# Barnhart loader and log cars



## BrianTFowler (Sep 20, 2012)

I am sure at some point there has been a forum on Barnhart loaders on here. Can anyone direct me to a feed on either the cars and/or the loader? I'd love to find some drawings for the loader. 

Also does anyone know a manufacturer that makes arch bar trucks like this? http://www.flickr.com/photos/cooks_forest/3737817508/in/photostream/


----------



## Totalwrecker (Feb 26, 2009)

I'd check The Narrow Gauge and Shortline Gazette magazine for plans. All I know about the Barnharts came from there. 

What scale trucks? 

John


----------



## Dwight Ennis (Jan 2, 2008)

Also does anyone know a manufacturer that makes arch bar trucks like this?Check Hartford Products.


----------



## riffer (May 13, 2013)

What Totalwrecker said. 
NG&SLG did a multi-part series on Barnhart Loaders. You could probably pick up the back issues at Montage Worldwide or railpub.


----------



## BrianTFowler (Sep 20, 2012)

I'm going for 1:22.5


----------



## Totalwrecker (Feb 26, 2009)

Maybe Hartland then (1:24) and use larger wheels. 
Delton off ebay mebbe... 

John


----------



## Mystic Wanderer (Sep 27, 2010)

John (MLS - Mystic Wanderer), you are not a MLS 1st Class member and as such are not entitled to post things for sale. You might care to review the forum rules & guidelines (see link below).

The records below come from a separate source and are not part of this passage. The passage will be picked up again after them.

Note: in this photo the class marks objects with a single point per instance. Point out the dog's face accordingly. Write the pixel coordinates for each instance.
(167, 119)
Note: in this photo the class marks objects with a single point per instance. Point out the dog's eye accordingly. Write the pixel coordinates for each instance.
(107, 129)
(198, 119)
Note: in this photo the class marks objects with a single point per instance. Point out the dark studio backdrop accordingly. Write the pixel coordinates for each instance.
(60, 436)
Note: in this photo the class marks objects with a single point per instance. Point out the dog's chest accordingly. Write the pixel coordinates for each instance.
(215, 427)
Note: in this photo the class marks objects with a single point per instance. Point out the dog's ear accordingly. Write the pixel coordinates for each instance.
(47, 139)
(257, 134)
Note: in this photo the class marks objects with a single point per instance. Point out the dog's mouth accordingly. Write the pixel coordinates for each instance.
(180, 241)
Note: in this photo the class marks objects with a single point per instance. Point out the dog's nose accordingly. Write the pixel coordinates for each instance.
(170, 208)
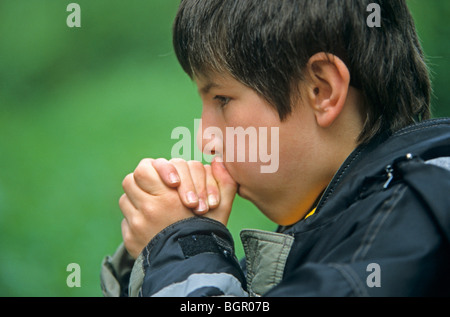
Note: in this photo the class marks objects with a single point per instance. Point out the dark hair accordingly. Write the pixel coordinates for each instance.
(265, 45)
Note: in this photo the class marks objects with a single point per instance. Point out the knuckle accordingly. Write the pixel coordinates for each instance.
(177, 160)
(127, 181)
(141, 170)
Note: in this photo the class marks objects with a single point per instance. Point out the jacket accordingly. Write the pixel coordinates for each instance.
(381, 228)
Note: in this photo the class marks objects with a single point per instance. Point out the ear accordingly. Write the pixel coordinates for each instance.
(328, 87)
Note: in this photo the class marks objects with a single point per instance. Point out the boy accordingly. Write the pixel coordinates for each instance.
(361, 192)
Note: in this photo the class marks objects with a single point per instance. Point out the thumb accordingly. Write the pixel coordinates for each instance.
(227, 187)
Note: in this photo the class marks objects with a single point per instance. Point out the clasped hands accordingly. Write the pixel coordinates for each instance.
(160, 192)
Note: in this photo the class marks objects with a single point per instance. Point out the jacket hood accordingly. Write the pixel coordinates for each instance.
(367, 165)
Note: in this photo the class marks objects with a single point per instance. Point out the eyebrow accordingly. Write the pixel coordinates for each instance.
(205, 89)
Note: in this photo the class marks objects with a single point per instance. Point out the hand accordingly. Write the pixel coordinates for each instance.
(197, 188)
(149, 205)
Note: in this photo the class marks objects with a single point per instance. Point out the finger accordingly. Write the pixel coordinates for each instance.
(212, 188)
(198, 175)
(186, 189)
(227, 187)
(167, 172)
(133, 192)
(128, 240)
(147, 178)
(125, 205)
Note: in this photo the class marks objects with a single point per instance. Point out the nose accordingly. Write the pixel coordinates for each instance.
(209, 137)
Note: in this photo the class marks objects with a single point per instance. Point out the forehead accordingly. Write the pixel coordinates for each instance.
(206, 83)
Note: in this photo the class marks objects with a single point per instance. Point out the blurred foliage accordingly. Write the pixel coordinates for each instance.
(79, 107)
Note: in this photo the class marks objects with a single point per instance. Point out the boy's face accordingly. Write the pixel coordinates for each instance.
(287, 192)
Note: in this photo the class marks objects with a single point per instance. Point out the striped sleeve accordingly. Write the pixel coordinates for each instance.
(193, 257)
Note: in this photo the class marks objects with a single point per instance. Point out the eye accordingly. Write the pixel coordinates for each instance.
(223, 101)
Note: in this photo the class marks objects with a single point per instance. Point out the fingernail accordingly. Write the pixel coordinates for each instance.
(201, 206)
(173, 178)
(212, 200)
(219, 160)
(191, 197)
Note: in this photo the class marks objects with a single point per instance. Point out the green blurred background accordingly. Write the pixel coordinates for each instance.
(79, 108)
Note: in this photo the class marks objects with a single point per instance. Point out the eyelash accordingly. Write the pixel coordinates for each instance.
(222, 100)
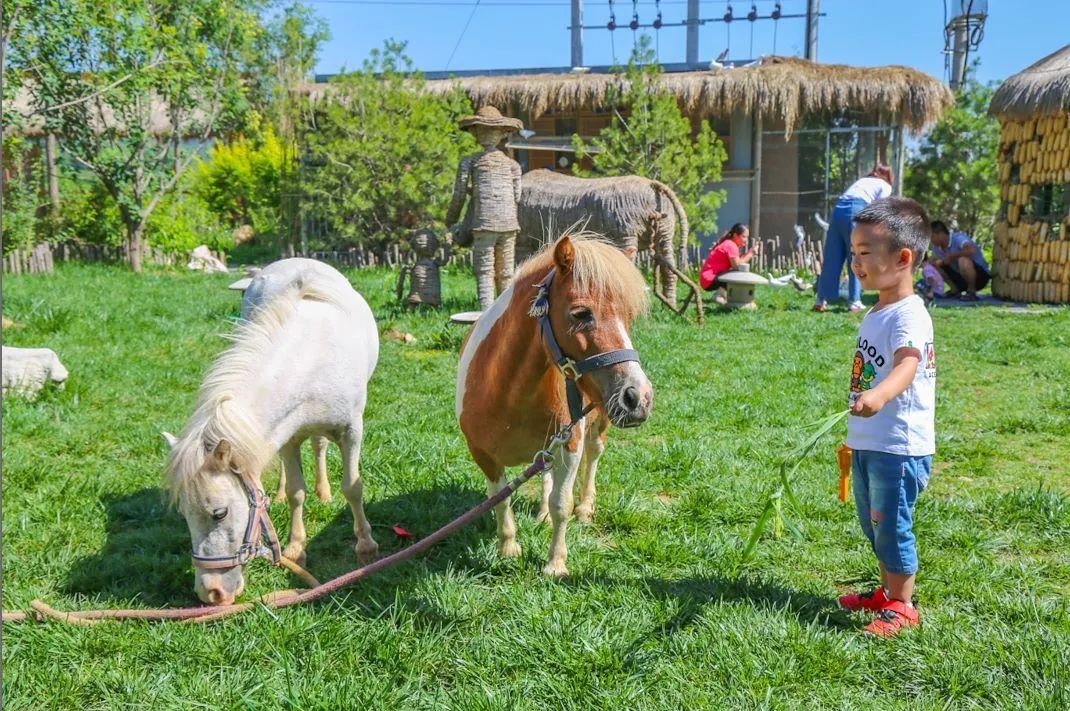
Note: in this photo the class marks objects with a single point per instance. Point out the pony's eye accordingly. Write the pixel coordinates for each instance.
(582, 315)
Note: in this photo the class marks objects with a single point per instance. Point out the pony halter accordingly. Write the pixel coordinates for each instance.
(570, 368)
(258, 531)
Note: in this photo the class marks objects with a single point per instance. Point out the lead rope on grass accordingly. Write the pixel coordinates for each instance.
(283, 599)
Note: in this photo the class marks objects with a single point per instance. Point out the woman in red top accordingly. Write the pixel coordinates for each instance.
(724, 257)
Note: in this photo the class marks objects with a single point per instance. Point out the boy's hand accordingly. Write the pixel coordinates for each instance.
(868, 404)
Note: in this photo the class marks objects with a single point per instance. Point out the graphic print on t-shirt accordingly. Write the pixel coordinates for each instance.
(864, 369)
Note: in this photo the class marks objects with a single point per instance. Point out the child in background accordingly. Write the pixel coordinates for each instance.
(891, 430)
(724, 257)
(931, 284)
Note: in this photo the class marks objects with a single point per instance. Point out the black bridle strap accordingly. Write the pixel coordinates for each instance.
(570, 368)
(258, 531)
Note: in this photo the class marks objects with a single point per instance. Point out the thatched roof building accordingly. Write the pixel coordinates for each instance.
(1042, 89)
(783, 89)
(1032, 252)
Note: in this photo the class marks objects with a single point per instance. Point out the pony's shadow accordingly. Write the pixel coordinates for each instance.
(144, 557)
(419, 512)
(693, 595)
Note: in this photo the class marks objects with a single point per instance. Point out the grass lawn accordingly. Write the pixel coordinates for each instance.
(655, 613)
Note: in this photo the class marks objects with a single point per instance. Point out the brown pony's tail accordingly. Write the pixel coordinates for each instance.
(685, 228)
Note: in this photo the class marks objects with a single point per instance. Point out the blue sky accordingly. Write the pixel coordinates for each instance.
(518, 33)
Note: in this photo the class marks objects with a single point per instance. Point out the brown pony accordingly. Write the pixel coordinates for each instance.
(511, 379)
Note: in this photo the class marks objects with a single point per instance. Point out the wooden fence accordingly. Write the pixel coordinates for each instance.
(777, 256)
(43, 257)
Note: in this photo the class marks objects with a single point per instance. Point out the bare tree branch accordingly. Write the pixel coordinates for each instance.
(74, 102)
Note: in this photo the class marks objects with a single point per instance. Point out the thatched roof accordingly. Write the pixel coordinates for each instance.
(1040, 90)
(158, 120)
(783, 88)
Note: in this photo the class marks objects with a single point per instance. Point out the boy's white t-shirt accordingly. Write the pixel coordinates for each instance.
(905, 425)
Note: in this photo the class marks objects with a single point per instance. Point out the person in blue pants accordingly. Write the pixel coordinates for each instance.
(864, 191)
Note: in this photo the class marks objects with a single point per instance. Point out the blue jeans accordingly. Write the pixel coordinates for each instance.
(886, 487)
(838, 252)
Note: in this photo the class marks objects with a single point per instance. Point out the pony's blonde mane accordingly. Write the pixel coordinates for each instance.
(217, 415)
(600, 270)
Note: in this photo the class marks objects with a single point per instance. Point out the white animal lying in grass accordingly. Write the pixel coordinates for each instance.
(26, 371)
(203, 260)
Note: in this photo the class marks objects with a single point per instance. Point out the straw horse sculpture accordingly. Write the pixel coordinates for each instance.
(630, 211)
(575, 300)
(299, 368)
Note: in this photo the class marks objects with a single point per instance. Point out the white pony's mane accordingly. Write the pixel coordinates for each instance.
(217, 415)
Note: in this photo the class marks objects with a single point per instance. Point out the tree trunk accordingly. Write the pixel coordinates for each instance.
(54, 177)
(134, 245)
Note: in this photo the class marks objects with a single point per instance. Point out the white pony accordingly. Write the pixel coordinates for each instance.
(299, 368)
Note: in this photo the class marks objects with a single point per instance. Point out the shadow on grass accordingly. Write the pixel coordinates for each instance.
(146, 556)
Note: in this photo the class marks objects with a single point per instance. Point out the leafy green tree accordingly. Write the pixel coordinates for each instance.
(103, 72)
(382, 150)
(241, 181)
(285, 56)
(650, 136)
(954, 172)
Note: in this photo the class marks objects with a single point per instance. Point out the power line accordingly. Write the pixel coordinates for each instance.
(471, 15)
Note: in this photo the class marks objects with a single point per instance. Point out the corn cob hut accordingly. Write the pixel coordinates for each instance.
(1032, 252)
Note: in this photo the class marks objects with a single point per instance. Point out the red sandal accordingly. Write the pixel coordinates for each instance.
(873, 601)
(896, 617)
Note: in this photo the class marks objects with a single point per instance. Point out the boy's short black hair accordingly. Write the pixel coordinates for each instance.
(904, 220)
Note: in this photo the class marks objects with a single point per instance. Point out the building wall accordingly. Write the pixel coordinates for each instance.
(1030, 256)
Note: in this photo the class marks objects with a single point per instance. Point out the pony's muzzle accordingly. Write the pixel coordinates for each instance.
(636, 406)
(632, 403)
(219, 588)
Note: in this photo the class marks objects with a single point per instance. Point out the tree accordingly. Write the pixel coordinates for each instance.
(650, 136)
(383, 150)
(953, 172)
(102, 72)
(286, 55)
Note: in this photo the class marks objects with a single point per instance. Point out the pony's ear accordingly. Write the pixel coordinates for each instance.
(222, 454)
(564, 254)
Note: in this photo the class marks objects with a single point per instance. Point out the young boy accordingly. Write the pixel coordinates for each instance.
(892, 402)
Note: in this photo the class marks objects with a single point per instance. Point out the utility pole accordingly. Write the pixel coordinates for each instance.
(577, 32)
(960, 48)
(692, 31)
(812, 11)
(963, 34)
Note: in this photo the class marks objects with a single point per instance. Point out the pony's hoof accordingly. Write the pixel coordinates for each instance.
(366, 553)
(295, 553)
(558, 570)
(508, 549)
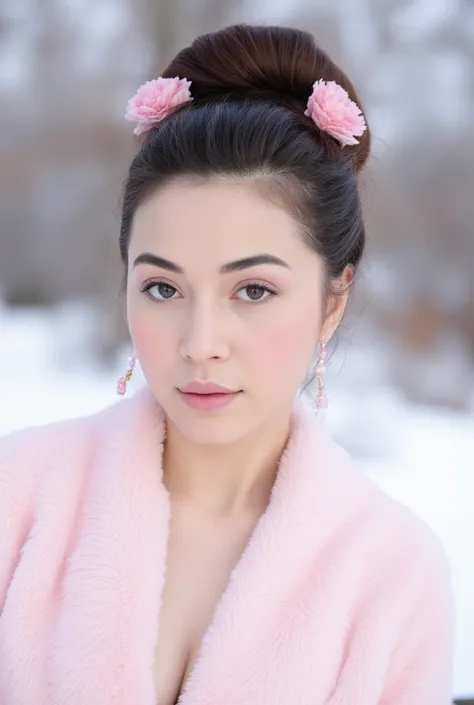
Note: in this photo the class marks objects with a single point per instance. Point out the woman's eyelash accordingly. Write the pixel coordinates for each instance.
(149, 284)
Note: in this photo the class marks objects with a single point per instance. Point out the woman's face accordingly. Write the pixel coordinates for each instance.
(199, 311)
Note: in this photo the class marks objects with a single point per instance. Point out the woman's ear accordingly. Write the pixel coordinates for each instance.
(337, 302)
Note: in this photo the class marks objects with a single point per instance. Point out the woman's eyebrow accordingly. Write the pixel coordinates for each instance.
(237, 265)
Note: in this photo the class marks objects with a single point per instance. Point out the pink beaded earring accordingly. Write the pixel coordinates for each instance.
(320, 369)
(123, 381)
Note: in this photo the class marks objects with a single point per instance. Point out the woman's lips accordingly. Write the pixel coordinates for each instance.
(207, 402)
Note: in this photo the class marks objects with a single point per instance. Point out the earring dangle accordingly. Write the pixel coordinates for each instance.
(320, 369)
(123, 381)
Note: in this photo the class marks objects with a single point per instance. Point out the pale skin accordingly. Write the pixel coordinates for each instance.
(203, 324)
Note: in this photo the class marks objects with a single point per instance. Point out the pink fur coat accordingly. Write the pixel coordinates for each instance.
(342, 596)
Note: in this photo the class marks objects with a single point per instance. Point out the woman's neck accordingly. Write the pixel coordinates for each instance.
(225, 479)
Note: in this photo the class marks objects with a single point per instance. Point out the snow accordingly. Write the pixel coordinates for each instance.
(420, 456)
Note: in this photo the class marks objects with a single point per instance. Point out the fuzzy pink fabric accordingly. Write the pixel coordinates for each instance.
(342, 597)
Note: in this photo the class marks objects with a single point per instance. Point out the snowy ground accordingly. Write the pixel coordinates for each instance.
(423, 457)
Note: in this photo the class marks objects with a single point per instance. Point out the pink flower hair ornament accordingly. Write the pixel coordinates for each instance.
(330, 107)
(155, 100)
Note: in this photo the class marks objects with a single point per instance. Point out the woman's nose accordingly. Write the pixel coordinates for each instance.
(204, 337)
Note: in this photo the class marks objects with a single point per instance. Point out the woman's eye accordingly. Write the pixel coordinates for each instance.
(162, 289)
(256, 292)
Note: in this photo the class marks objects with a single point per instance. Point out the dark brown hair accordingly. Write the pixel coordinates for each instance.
(250, 86)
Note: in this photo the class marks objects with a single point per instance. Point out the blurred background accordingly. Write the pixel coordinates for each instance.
(401, 375)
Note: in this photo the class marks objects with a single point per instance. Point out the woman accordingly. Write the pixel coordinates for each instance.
(205, 541)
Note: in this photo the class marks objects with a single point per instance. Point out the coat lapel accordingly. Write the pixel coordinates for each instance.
(108, 621)
(104, 644)
(238, 662)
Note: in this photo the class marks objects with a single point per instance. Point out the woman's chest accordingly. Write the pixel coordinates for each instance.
(201, 556)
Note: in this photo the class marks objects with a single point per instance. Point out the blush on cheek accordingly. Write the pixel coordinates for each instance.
(285, 348)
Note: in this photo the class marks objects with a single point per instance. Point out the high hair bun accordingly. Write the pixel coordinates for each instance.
(266, 63)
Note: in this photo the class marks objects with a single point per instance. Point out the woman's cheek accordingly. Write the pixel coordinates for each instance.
(286, 345)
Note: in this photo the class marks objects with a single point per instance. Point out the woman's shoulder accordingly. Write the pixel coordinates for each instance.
(386, 530)
(29, 456)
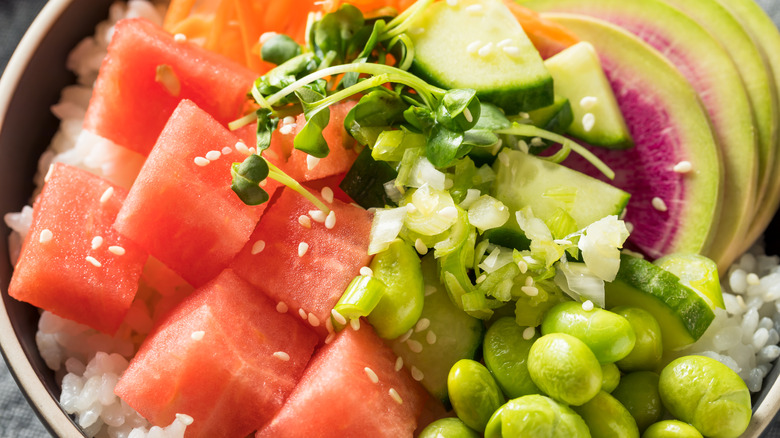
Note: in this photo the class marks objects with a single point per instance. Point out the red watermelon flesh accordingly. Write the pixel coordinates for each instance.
(130, 103)
(337, 397)
(314, 281)
(224, 356)
(186, 214)
(73, 263)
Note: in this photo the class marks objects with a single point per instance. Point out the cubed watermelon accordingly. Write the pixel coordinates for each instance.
(73, 263)
(351, 389)
(225, 356)
(145, 75)
(306, 266)
(181, 208)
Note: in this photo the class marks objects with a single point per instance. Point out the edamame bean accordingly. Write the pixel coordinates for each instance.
(448, 428)
(535, 416)
(607, 418)
(564, 368)
(607, 334)
(648, 349)
(610, 377)
(707, 394)
(638, 392)
(505, 351)
(671, 429)
(474, 393)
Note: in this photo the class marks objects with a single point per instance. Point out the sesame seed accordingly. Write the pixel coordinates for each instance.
(106, 195)
(683, 167)
(659, 204)
(330, 220)
(93, 261)
(327, 194)
(258, 247)
(46, 236)
(420, 246)
(281, 355)
(394, 394)
(414, 346)
(371, 375)
(588, 120)
(422, 324)
(338, 317)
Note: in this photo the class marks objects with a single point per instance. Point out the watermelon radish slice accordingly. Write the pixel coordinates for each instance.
(669, 126)
(713, 75)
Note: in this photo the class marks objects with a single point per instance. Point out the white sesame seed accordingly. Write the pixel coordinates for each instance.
(338, 317)
(46, 236)
(93, 261)
(394, 394)
(588, 120)
(330, 220)
(420, 246)
(422, 324)
(106, 195)
(303, 247)
(371, 375)
(281, 355)
(327, 194)
(683, 167)
(414, 346)
(659, 204)
(258, 247)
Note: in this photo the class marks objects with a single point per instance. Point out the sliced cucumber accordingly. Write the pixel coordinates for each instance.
(578, 76)
(503, 66)
(524, 180)
(446, 334)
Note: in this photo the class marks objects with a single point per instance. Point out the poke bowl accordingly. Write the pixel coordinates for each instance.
(35, 113)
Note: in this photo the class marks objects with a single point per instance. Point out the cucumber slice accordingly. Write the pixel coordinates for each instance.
(446, 334)
(524, 180)
(503, 66)
(682, 313)
(578, 76)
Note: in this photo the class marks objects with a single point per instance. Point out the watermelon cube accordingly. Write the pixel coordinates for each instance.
(181, 208)
(299, 261)
(224, 356)
(73, 263)
(351, 389)
(145, 75)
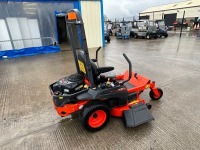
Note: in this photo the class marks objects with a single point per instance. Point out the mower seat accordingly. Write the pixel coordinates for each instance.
(95, 70)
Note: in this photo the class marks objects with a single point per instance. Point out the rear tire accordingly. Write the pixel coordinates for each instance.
(95, 116)
(135, 36)
(153, 96)
(148, 37)
(108, 40)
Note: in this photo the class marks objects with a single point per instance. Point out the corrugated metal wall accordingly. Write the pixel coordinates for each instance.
(91, 13)
(189, 12)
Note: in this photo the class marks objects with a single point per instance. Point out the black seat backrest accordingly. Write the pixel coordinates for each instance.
(82, 65)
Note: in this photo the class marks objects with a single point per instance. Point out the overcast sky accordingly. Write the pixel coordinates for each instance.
(128, 8)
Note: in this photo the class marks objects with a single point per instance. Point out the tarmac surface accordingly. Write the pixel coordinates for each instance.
(28, 120)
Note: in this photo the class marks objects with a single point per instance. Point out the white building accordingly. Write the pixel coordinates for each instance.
(172, 12)
(29, 27)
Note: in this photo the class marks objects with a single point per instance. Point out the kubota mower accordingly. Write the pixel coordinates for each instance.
(95, 94)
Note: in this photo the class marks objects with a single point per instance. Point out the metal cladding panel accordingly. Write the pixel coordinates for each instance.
(189, 12)
(91, 13)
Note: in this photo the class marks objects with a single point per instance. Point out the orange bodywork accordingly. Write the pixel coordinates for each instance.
(140, 83)
(68, 109)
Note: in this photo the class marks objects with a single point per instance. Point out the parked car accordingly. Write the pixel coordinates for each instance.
(107, 36)
(161, 28)
(144, 29)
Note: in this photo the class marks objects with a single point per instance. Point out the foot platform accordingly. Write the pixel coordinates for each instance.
(136, 115)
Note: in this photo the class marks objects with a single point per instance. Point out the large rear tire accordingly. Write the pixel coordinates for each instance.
(95, 116)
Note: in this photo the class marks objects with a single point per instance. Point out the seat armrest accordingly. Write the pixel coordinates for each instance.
(105, 69)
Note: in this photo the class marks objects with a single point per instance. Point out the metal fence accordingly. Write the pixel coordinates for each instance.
(25, 43)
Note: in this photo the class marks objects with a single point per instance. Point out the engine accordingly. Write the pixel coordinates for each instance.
(69, 85)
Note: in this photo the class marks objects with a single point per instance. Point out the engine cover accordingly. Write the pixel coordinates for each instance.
(69, 85)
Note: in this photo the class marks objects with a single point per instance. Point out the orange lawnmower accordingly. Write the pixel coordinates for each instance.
(95, 94)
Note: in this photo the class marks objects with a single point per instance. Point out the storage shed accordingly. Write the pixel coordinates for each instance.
(29, 27)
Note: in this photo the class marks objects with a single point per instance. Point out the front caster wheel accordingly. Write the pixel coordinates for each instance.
(95, 116)
(154, 96)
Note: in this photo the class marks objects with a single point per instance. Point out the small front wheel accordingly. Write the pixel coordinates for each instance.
(148, 37)
(95, 116)
(154, 96)
(108, 40)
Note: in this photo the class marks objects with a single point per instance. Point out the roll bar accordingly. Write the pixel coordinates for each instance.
(130, 68)
(74, 19)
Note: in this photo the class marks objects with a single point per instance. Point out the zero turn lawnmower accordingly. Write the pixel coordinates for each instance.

Forum Rules and Guidelines[/b]


----------



## hawkeye2 (Jan 6, 2008)

Did I miss something (I'm usually late to the party)? I don't see where John offered anything up for sale in this thread.


----------



## Totalwrecker (Feb 26, 2009)

Hey Hawk, 
Looks like a mod removed an ad (the post above yours) and asked that the rules be honored, that's all. 

First John


----------